Options available for data wrangling on AWS
Depending on customer needs, data sources, and team expertise, AWS provides multiple options for data wrangling. In this section, we will cover the most common options that are available with AWS.
AWS Glue DataBrew
Released in 2020, AWS Glue DataBrew is a visual data preparation tool that makes it easy for you to clean and normalize data so that you can prepare it for analytics and machine learning. The visual UI provided by this service allows data analysts with no coding or scripting experience to accomplish all aspects of data wrangling. It comes with a rich set of common pre-built data transformation actions that can simplify these data wrangling activities. Similar to any Software as a service (SaaS) (https://en.wikipedia.org/wiki/Software_as_a_service), customers can start using the web UI without the need to provision any servers and only need to pay for the resources they use.
SageMaker Data Wrangler
Similar to AWS Glue DataBrew, AWS also provides SageMaker Data Wrangler, a web UI-based data wrangling service catered more toward data scientists. If the primary use case is around building a machine learning pipeline, SageMaker Data Wrangler should be the preference. It integrates directly with SageMaker Studio, where data that’s been prepared using SageMaker Data Wrangler can be fed into a data pipeline to build, train, and deploy machine learning models. It comes with pre-configured data transformations to impute missing data with means or medians, one-hot encoding, and time series-specific transformers that are required for preparing data for machine learning.
AWS SDK for pandas
For customers with a strong data integration team with coding and scripting experience, AWS SDK for pandas (https://github.com/aws/aws-sdk-pandas) is a great option.

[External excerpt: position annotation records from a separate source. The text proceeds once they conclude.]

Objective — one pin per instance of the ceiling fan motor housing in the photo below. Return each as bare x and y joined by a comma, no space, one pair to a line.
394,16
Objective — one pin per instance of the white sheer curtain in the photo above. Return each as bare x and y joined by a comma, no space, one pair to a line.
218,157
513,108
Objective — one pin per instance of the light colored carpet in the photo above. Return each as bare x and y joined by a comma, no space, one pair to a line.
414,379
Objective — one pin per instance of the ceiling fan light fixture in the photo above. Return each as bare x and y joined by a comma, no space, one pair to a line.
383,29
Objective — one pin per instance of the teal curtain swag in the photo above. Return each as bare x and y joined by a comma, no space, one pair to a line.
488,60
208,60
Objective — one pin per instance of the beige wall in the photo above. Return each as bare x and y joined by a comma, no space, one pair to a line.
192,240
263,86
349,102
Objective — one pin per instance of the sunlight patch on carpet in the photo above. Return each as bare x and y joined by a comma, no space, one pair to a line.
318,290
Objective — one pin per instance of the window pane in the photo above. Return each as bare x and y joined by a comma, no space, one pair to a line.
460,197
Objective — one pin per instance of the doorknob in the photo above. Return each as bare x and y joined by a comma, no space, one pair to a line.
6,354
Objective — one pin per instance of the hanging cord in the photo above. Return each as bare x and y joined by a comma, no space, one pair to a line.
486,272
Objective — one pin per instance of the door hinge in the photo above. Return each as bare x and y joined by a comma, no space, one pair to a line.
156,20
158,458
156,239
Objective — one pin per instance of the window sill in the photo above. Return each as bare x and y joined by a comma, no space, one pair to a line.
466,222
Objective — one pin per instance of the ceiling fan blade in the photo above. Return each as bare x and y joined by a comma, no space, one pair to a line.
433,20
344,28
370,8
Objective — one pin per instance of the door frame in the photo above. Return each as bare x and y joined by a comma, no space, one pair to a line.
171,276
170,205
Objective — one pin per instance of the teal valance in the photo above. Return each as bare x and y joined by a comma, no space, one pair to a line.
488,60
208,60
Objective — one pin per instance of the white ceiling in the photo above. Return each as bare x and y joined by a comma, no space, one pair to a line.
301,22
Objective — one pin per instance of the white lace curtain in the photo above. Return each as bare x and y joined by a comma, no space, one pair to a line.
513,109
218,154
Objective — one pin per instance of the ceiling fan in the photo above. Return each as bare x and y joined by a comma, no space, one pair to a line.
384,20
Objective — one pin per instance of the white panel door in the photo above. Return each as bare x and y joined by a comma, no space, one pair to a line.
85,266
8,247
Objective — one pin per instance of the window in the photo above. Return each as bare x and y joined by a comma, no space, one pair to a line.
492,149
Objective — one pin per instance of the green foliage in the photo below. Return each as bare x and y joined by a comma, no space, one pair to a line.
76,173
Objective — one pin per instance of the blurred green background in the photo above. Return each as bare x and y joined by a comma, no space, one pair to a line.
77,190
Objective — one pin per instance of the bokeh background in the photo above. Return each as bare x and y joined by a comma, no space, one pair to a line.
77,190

Built on top of other open source projects, it offers abstracted functions for executing typical data wrangling tasks such as loading/unloading data from various databases, data warehouses, and object data stores such as Amazon S3. AWS SDK for pandas simplifies integration with common AWS services such as Athena, Glue, Redshift, Timestream, OpenSearch, Neptune, DynamoDB, and S3. It also supports common databases such as MySQL and SQL Server.